Testing Event Store HA

Greg Young  |  07 July 2013

As we prepare to release Event Store 2.0.0 binaries (the source code was just merged to the master branch over on GitHub), we also will be opening up access to one of the test environments that we’ve been using for our commercial high availability clustered product, Event Store HA.

We get many questions asking how the clustered version behaves during network partitions and server failures – now you can see for yourself!

Photo showing Event Store nodes connected in a high availability configuration

The cluster in the picture above is now connected to the web to allow people to see a cluster in action, as well as some of the testing we perform on them. This particular cluster is running a power outage test (and has been for some time). We can also test network partitions both of which the cluster can easily handle.

We pull the power on a node programmatically using the device seen here:

Photo of a network-connected power distribution unit

Cutting the power as opposed to just killing the process is a very important test for any database, as it tests the true durability of the data (including all the liars like Intel 520 SSDs, or sneaky operating system caching!). It also helps ensure our cluster election logic works reliably and quickly.
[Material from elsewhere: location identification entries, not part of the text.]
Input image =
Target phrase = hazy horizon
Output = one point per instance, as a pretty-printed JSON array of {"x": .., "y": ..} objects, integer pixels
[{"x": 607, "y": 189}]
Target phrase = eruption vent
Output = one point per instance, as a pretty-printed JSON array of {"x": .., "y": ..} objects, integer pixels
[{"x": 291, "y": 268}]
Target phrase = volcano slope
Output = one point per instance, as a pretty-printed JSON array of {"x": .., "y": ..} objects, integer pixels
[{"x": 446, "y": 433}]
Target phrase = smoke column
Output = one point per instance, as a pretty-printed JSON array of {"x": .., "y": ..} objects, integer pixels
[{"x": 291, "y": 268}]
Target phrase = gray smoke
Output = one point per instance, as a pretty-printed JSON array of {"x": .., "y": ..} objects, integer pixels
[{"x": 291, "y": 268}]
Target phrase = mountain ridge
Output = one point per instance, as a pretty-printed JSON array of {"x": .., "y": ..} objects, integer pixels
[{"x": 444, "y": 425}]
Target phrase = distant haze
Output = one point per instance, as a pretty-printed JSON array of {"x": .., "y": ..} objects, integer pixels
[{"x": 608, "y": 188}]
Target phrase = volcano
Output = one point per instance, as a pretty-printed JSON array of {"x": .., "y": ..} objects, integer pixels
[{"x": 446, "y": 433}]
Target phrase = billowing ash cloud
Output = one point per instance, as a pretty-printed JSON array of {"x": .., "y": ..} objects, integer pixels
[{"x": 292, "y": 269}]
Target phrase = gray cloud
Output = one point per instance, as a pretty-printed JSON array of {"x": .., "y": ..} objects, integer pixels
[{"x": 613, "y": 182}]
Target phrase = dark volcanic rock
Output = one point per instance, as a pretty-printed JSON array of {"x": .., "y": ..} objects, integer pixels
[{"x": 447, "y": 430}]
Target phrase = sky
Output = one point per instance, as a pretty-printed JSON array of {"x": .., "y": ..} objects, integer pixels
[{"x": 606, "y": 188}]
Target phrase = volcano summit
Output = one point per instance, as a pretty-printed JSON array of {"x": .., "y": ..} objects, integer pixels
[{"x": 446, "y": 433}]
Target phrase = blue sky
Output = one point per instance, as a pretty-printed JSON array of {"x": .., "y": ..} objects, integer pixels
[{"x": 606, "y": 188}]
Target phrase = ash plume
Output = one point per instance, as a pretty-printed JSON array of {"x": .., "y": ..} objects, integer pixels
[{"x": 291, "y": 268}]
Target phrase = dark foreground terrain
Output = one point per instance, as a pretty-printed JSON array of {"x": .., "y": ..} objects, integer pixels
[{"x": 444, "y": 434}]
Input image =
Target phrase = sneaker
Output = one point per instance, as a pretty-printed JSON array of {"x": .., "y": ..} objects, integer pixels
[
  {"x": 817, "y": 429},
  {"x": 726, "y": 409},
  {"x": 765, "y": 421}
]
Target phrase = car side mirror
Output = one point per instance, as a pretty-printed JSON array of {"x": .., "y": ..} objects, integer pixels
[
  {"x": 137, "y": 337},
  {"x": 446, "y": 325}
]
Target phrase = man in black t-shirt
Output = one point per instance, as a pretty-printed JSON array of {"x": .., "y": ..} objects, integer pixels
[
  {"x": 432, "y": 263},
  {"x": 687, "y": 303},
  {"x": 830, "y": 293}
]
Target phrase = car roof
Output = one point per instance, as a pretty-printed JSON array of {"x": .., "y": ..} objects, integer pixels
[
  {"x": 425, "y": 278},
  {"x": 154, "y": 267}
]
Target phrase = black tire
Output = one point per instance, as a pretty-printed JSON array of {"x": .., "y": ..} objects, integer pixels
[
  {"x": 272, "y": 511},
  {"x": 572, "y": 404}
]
The test brings up a running cluster, then pulls the power on a random node in that cluster. Within about 60 seconds the node will start rebooting as power returns (the nodes themselves wait for power to be sustained to prevent damage due to cycling power). The node will then start up and verify its data before rejoining the cluster. After about one second of a node rejoining the test will rinse and repeat.

As of now, this particular cluster (Event Store HA 2.0.0 running on Windows and .NET) does roughly 1,000 power pulls per day.

Would we be comfortable pulling power in production? Absolutely!